Be that as it may, their access to the POSs functions should be confined within their job descriptions. Delivering work for the FOH. Everything else “financial” must be left only to you and to your employees whose responsibilities revolve around the same (i.e. bookkeeper).

This is to eliminate any chance of fraud and thievery. Finances are to be handle by key personnel whose tasks are geared towards such. And by you, the business owner. Everyone else shouldn’t be granted access to these directories.

  1. The Warm-Up 

Give your team time to get used to relying on a POS system. This will depend entirely on the size of your staff, and on how extensive their POS training is. You and your team may sit down and come up with a duration that can be counted as your “trial” for the system.

From a few days to a week, track their progress. In a different meeting, initial challenges and best practices can be shared. This way, they won’t be going back in blindly without any feedback about how to better utilize the POS, until they are able to master it considerably.

Now, For The Things A POS System Will Do For Your Resto…

  1. Transaction Speed 

This machine will heighten transaction speed. Researches show that with optimal utilization of a POS device, transactions can be accomplished at least over 50% than when employees rely exclusively on manual exercises. With proper knowledge of using the first effectively, of course.

Cash ins and outs can be finalized and recorded within the same electronic apparatus. Inventory can be analyzed side by side with that of previous records— a useful tool in checking what’s working so far and what needs to be improved on.

Likewise, your staff can get up to speed with every transaction. There’ll be less disorder on the restaurant floor, in spite of lines and tables becoming full. Everything will be seamlessly carried out, relayed to your employees from the FOH and onto the BOH, in a single go. All while said operations are being recorded.

  1. Menu Display And Prices

Contribution margins can be conveniently itemized and broken down through your point-of-sale system. This allows for smarter decisions regarding pricing, as well as smarter purchases.

Say, your well-known spaghetti is projected to have a cost above that of the industry’s, by at least %15. You may need to sit down with your team to do some re-pricing.

If it’s that you’re undercharging despite looming costs for preparation, or are overcharging when you can adjust prices for ingredients, all of these will be shown through your POS’s calculations and real-time analysis.

Should changes be put in place on your menu items, the POS software itself can implement them across the board and synchronize information related to these changes.

  1. Bestsellers And Non-Bestsellers 

Another thing your POS system will do for your restaurant is to help you gauge which items on your menu are the most “profitable”, also referred to as “bestsellers”. And which ones, not so.

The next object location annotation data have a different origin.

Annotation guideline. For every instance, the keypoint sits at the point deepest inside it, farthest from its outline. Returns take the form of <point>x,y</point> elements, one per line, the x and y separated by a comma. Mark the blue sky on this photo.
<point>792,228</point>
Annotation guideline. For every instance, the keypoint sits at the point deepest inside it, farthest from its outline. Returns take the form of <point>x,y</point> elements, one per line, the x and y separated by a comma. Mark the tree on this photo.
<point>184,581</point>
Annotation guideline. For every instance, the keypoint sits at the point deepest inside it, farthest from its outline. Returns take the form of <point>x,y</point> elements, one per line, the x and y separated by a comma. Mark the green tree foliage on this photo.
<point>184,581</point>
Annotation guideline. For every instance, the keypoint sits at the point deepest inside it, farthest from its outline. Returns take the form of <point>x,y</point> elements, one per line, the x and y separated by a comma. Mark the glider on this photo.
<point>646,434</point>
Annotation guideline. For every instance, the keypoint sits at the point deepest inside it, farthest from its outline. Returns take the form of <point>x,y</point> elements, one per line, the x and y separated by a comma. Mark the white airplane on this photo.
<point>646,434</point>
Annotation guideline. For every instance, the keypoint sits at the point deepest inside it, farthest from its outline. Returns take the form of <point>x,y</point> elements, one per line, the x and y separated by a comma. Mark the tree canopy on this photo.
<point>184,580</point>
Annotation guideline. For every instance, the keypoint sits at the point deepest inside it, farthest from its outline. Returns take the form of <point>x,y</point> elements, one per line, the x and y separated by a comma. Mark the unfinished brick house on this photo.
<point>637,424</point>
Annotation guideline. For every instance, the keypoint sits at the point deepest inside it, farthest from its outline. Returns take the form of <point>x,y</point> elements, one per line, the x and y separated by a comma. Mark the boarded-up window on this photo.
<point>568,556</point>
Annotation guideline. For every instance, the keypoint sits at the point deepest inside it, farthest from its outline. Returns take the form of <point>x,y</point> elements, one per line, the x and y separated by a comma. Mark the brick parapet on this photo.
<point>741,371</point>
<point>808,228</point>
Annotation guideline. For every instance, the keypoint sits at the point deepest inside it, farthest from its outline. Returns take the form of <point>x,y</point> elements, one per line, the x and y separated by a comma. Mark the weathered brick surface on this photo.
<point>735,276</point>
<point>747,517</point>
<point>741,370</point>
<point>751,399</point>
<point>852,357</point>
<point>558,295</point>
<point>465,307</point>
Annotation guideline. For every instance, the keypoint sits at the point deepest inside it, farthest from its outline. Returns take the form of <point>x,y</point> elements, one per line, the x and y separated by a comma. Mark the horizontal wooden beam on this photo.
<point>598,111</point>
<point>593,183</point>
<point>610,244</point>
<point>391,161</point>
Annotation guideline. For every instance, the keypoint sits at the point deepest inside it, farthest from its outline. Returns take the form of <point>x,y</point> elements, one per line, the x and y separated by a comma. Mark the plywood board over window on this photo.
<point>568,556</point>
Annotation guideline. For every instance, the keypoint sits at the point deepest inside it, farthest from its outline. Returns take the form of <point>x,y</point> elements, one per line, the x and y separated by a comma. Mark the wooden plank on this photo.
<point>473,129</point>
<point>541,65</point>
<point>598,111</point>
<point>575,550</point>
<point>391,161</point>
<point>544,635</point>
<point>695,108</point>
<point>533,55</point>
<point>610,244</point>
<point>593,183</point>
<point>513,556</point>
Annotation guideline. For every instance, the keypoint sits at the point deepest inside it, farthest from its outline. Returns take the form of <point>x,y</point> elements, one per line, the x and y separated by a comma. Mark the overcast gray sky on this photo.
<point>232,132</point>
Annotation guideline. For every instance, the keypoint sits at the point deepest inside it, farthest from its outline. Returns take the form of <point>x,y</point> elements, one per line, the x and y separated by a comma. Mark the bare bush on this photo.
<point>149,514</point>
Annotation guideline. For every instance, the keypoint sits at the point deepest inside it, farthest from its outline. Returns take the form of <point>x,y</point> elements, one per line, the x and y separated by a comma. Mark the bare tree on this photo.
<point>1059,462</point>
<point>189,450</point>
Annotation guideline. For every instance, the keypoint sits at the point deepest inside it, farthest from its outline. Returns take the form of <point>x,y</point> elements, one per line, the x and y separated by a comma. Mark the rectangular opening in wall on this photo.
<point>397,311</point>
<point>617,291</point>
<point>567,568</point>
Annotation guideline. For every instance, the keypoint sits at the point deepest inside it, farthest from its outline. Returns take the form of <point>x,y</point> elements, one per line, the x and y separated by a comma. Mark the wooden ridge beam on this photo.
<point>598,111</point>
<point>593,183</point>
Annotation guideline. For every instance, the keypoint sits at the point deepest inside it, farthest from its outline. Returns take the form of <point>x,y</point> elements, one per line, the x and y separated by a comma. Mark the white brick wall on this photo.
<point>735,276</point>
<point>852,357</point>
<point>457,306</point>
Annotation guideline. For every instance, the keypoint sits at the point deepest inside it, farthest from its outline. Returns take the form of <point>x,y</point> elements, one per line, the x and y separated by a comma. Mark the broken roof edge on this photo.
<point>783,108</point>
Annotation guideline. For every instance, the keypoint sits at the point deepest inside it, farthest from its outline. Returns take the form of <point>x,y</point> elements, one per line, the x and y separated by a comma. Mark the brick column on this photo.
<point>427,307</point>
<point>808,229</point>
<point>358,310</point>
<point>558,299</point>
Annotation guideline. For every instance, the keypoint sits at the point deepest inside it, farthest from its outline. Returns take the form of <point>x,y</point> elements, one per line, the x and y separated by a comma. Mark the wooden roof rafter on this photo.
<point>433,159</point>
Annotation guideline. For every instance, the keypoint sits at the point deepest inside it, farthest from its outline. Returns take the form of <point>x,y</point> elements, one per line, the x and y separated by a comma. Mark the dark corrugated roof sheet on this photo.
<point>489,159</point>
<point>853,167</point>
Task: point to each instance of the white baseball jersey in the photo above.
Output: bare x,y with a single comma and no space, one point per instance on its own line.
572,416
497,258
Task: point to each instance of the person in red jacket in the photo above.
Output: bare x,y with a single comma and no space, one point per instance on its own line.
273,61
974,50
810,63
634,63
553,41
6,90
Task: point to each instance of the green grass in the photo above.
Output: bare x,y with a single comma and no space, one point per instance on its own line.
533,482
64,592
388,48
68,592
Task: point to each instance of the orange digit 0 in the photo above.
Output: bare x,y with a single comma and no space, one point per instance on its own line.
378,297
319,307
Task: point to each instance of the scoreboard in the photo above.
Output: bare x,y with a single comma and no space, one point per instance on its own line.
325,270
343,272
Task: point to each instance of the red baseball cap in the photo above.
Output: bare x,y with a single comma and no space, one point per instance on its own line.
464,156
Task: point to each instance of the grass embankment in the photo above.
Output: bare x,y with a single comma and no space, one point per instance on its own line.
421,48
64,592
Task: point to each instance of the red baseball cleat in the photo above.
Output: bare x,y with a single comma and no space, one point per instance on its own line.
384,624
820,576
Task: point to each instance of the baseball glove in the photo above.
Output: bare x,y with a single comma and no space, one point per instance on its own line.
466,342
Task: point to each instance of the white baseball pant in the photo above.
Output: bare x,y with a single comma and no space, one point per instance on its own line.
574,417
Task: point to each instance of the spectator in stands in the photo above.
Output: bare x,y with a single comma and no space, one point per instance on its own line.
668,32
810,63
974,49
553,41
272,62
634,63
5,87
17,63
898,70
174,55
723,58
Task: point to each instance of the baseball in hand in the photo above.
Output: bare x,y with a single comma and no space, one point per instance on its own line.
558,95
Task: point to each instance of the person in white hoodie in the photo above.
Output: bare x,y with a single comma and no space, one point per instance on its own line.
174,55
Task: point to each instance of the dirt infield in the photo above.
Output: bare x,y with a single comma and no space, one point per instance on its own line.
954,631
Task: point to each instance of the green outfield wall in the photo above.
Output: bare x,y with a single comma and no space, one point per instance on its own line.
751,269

When you run your own resto, it can be challenging to be less emotional and more objective. For instance, heart-warming comments about a certain menu item can make you think that that’s the bestseller. But what a POS system can do is crunch the numbers and validate if this is true, profit-wise.

The same can be done on the rest of the items that aren’t selling like hotcakes, as the saying goes. Once pointed out, make them sell like hotcakes.

  1. Upselling Can Be Done Via Your POS, Too 

…along with your FOH team, of course. Advertising and target marketing on the web is a definite must. But upselling can be done in-house, right where you get to greet your customers. Pop-ups and notifications of upsells (i.e. when customers order certain items, when orders reach a certain amount, or just for every transaction) right behind the counter. Or behind the POS mobile app.

Upselling accounts for a large portion of overall earnings. With a POS guiding your staff in doing so to and for the right customers at the right time, you may very well see an increase in profit from this category of your revenue stream.